Search code examples
algorithmunion-find

Find the number of connected components in undirected graph using Union Find


I've been staring at this algorithm for a while but couldn't spot what I've missed.

Logic:

  1. Init all isolated components
  2. union frm, to component in each edge and decrement # components if those components aren't already connected.

Question: how come that I get this -48 when running this particular test case?

    def countComponents(self, n, edges):
        """
        :type n: int
        :type edges: List[List[int]]
        :rtype: int
        """
        roots = [i for i in range(n)]  # track disconnected components

        # n isolated islands
        for u, v in edges:

            root1 = self.findRoot(roots, u)
            root2 = self.findRoot(roots, v)

            if root1 != root2:
                roots[root1] = root2
                n -= 1
        #print(roots)
        return n

    def findRoot(self, roots, id):
        oid=id
        if roots[id] != id:
            # roots[id] = roots[roots[id]]
            id=roots[id]

        roots[oid]=id # path compression
        return id

Test case:

n=100
edges=[[6,27],[83,9],[10,95],[48,67],[5,71],[18,72],[7,10],[92,4],[68,84],[6,41],[82,41],[18,54],[0,2],[1,2],[8,65],[47,85],[39,51],[13,78],[77,50],[70,56],[5,61],[26,56],[18,19],[35,49],[79,53],[40,22],[8,19],[60,56],[48,50],[20,70],[35,12],[99,85],[12,75],[2,36],[36,22],[21,15],[98,1],[34,94],[25,41],[65,17],[1,56],[43,96],[74,57],[19,62],[62,78],[50,86],[46,22],[10,13],[47,18],[20,66],[83,66],[51,47],[23,66],[87,42],[25,81],[60,81],[25,93],[35,89],[65,92],[87,39],[12,43],[75,73],[28,96],[47,55],[18,11],[29,58],[78,61],[62,75],[60,77],[13,46],[97,92],[4,64],[91,47],[58,66],[72,74],[28,17],[29,98],[53,66],[37,5],[38,12],[44,98],[24,31],[68,23],[86,52],[79,49],[32,25],[90,18],[16,57],[60,74],[81,73],[26,10],[54,26],[57,58],[46,47],[66,54],[52,25],[62,91],[6,72],[81,72],[50,35],[59,87],[21,3],[4,92],[70,12],[48,4],[9,23],[52,55],[43,59],[49,26],[25,90],[52,0],[55,8],[7,23],[97,41],[0,40],[69,47],[73,68],[10,6],[47,9],[64,24],[95,93],[79,66],[77,21],[80,69],[85,5],[24,48],[74,31],[80,76],[81,27],[71,94],[47,82],[3,24],[66,61],[52,13],[18,38],[1,35],[32,78],[7,58],[26,58],[64,47],[60,6],[62,5],[5,22],[60,54],[49,40],[11,56],[19,85],[65,58],[88,44],[86,58]]

Solution

  • The error lies in the findRoot function. You're currently checking if the node supplied (id) is the parent of itself, i.e., is the representative element of its set. If it isn't, you assume that its parent is the representative, and return it. But that isn't necessarily true, even if you're using path compression.

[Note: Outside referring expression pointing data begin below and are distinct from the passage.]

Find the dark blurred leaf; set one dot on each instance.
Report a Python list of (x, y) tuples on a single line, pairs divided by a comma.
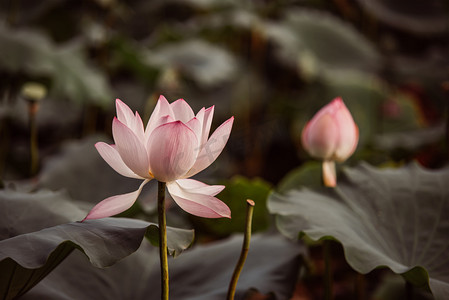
[(32, 53), (308, 175), (419, 17), (237, 190), (321, 47), (391, 217), (392, 287), (202, 273), (205, 63), (30, 249), (81, 171), (410, 140)]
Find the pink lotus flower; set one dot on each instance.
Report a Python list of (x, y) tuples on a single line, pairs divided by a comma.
[(173, 147), (332, 136)]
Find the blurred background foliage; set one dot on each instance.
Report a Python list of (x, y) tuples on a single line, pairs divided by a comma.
[(271, 64)]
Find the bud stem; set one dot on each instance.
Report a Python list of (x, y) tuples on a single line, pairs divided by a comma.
[(245, 249), (162, 240)]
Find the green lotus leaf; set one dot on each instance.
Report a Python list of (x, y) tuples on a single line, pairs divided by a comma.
[(395, 218)]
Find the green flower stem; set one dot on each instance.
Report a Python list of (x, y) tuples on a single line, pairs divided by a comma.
[(162, 239), (34, 150), (360, 286), (245, 249), (327, 270)]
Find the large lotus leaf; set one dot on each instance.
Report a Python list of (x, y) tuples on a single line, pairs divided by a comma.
[(201, 273), (33, 53), (37, 234), (419, 17), (237, 190), (383, 217)]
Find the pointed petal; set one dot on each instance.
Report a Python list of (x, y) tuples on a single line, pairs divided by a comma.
[(200, 117), (208, 116), (124, 113), (349, 133), (198, 204), (196, 127), (112, 157), (131, 149), (172, 148), (213, 148), (126, 116), (195, 186), (183, 112), (138, 127), (320, 136), (115, 204), (329, 174), (162, 109)]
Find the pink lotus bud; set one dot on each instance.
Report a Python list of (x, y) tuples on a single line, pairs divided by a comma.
[(331, 136)]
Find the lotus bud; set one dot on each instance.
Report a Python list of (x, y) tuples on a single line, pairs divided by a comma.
[(331, 136)]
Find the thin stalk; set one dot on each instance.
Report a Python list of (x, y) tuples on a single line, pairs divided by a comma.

    Say you have 4 nodes A, B, C, and D. Edges are: A -> B, B -> C, A -> D.

    You first set A's parent to be B, then B's parent to be C. It's fine till here. But when you arrive at processing the last edge, you call findRoot(..., A). It checks that A isn't its own parent, and so returns its parent B. But, the representative element of A's set isn't even B, it's C. You can see that B isn't its own parent as well. The component count doesn't mess up here, but you can see how it can produce wrong results.

    The only change needed is that you have to keep looking for the representative element, and not just return after 1 check.

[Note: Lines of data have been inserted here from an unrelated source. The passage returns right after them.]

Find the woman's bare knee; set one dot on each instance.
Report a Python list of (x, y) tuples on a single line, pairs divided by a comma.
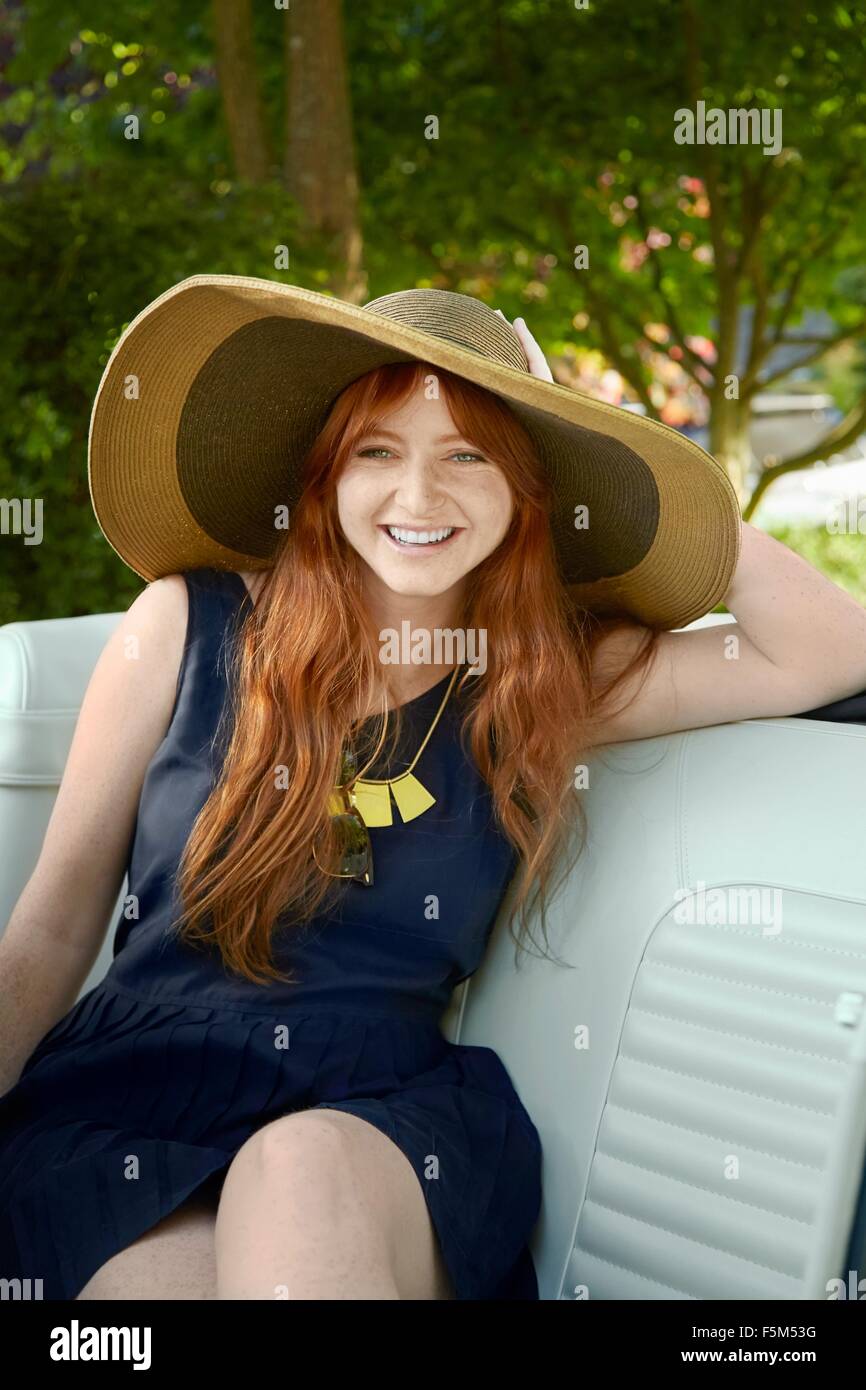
[(324, 1205), (174, 1260)]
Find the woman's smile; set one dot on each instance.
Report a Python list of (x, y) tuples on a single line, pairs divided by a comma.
[(417, 541)]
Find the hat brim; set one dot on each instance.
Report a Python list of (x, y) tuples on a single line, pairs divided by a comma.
[(217, 389)]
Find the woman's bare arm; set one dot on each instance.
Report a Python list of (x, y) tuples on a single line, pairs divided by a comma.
[(799, 641), (61, 918)]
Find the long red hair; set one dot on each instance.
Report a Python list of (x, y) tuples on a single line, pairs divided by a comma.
[(306, 667)]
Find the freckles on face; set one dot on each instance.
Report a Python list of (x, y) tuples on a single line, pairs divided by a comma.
[(421, 505)]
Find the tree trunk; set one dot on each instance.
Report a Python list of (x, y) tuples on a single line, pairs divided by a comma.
[(238, 79), (320, 167), (729, 442)]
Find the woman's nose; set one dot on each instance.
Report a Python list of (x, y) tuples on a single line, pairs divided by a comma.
[(419, 491)]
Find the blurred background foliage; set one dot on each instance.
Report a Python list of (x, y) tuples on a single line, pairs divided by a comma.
[(396, 143)]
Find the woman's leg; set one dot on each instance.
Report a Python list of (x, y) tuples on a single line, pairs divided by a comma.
[(321, 1204), (174, 1260)]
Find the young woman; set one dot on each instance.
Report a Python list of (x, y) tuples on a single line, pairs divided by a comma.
[(257, 1100)]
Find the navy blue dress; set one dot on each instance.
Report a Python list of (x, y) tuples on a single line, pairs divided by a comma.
[(149, 1086)]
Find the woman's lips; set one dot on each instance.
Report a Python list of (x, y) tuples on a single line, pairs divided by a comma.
[(407, 548)]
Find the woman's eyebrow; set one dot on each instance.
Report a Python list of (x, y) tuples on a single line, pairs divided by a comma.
[(399, 438)]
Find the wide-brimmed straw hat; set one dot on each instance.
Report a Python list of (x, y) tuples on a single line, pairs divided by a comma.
[(214, 394)]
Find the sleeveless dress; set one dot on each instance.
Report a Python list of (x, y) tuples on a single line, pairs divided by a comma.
[(149, 1086)]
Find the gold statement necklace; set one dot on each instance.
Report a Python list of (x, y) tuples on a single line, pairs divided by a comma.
[(371, 795)]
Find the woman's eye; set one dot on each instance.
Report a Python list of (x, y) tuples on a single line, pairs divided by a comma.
[(459, 453)]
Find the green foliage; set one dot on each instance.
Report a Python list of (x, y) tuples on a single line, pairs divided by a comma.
[(555, 128), (100, 249)]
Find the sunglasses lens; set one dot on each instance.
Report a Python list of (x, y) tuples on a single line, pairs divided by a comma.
[(355, 859)]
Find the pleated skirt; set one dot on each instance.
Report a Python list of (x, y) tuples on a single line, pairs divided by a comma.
[(128, 1107)]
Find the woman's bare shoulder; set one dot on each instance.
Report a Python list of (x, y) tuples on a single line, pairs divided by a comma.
[(253, 580)]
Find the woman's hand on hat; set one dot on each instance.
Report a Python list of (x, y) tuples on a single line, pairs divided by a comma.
[(538, 363)]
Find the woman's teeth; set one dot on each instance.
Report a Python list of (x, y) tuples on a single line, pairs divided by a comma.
[(420, 537)]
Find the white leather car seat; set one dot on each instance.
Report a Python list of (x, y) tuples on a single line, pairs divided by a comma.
[(699, 1086)]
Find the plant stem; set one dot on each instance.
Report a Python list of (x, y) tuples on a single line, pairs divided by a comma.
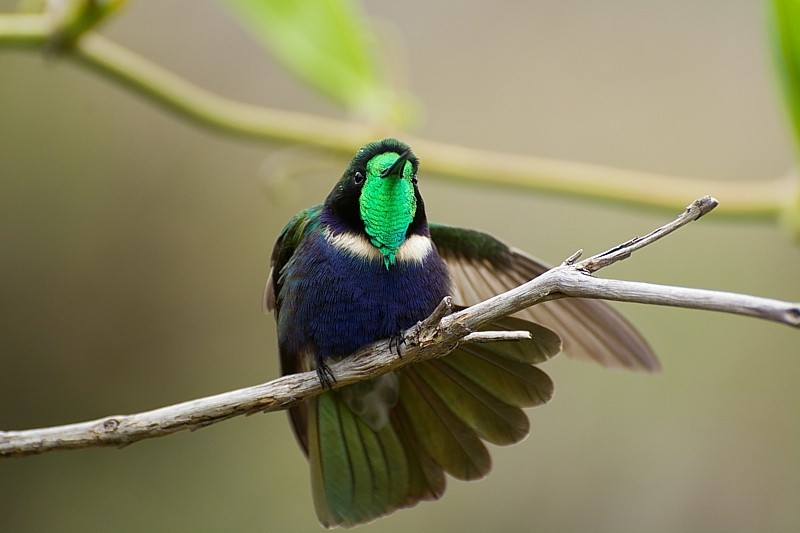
[(757, 199)]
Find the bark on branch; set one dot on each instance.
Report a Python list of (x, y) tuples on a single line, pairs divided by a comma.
[(434, 337)]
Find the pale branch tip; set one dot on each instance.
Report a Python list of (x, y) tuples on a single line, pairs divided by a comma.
[(432, 337), (694, 211)]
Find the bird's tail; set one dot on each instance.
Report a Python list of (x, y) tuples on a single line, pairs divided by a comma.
[(444, 410)]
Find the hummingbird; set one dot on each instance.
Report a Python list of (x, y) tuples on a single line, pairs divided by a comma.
[(365, 265)]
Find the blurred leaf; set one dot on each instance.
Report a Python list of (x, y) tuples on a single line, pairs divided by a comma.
[(785, 31), (784, 18), (329, 44)]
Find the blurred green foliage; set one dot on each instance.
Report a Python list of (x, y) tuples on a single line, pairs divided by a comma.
[(332, 46)]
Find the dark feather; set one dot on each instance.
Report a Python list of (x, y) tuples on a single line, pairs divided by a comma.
[(482, 266)]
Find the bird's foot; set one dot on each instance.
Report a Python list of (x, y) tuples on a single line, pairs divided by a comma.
[(395, 341), (325, 375)]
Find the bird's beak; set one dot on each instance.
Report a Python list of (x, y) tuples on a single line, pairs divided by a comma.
[(397, 167)]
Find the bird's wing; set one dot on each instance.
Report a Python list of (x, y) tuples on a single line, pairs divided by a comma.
[(482, 266), (289, 239)]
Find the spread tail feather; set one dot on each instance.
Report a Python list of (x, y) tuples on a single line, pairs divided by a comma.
[(445, 410)]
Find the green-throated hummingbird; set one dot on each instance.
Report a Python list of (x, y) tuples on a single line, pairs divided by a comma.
[(367, 264)]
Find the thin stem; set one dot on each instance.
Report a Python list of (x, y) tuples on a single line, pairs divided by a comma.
[(764, 199)]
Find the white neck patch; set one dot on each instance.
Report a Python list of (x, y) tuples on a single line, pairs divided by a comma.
[(413, 250)]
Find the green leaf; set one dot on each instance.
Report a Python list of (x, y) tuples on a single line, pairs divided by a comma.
[(784, 19), (329, 44)]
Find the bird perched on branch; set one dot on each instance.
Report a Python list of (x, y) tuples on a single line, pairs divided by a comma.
[(365, 265)]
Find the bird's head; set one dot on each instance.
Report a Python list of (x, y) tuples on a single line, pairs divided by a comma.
[(378, 197)]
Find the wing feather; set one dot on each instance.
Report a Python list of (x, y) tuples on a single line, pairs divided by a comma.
[(482, 266)]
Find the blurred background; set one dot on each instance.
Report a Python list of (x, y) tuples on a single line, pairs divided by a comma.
[(134, 247)]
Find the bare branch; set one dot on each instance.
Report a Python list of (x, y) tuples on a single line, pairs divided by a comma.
[(434, 337)]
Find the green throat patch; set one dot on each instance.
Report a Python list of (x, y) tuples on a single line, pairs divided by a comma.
[(387, 205)]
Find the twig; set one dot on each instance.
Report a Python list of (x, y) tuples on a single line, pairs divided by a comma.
[(433, 337)]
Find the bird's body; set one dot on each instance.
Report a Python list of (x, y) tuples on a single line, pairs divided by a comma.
[(366, 265)]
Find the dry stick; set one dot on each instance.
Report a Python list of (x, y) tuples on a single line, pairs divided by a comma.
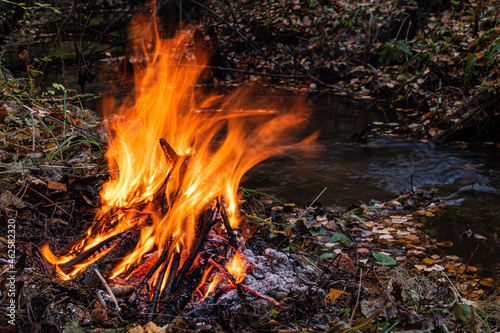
[(96, 250), (172, 273), (223, 270), (64, 118), (50, 201), (152, 270), (156, 295), (200, 241), (110, 292), (239, 286), (312, 203), (230, 232), (359, 294)]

    Your new method will be along the lines of:

    def findRoot(self, roots, id):
        oid=id
        while roots[id] != id: # Keep looking for the representative
            id=roots[id]
    
        roots[oid]=id
        return id
    

    This change results in counting 6 connected components in your input data. Confirmed with DFS.

    To implement path compression, set the parent of each of the nodes you encountered in this loop to the final value.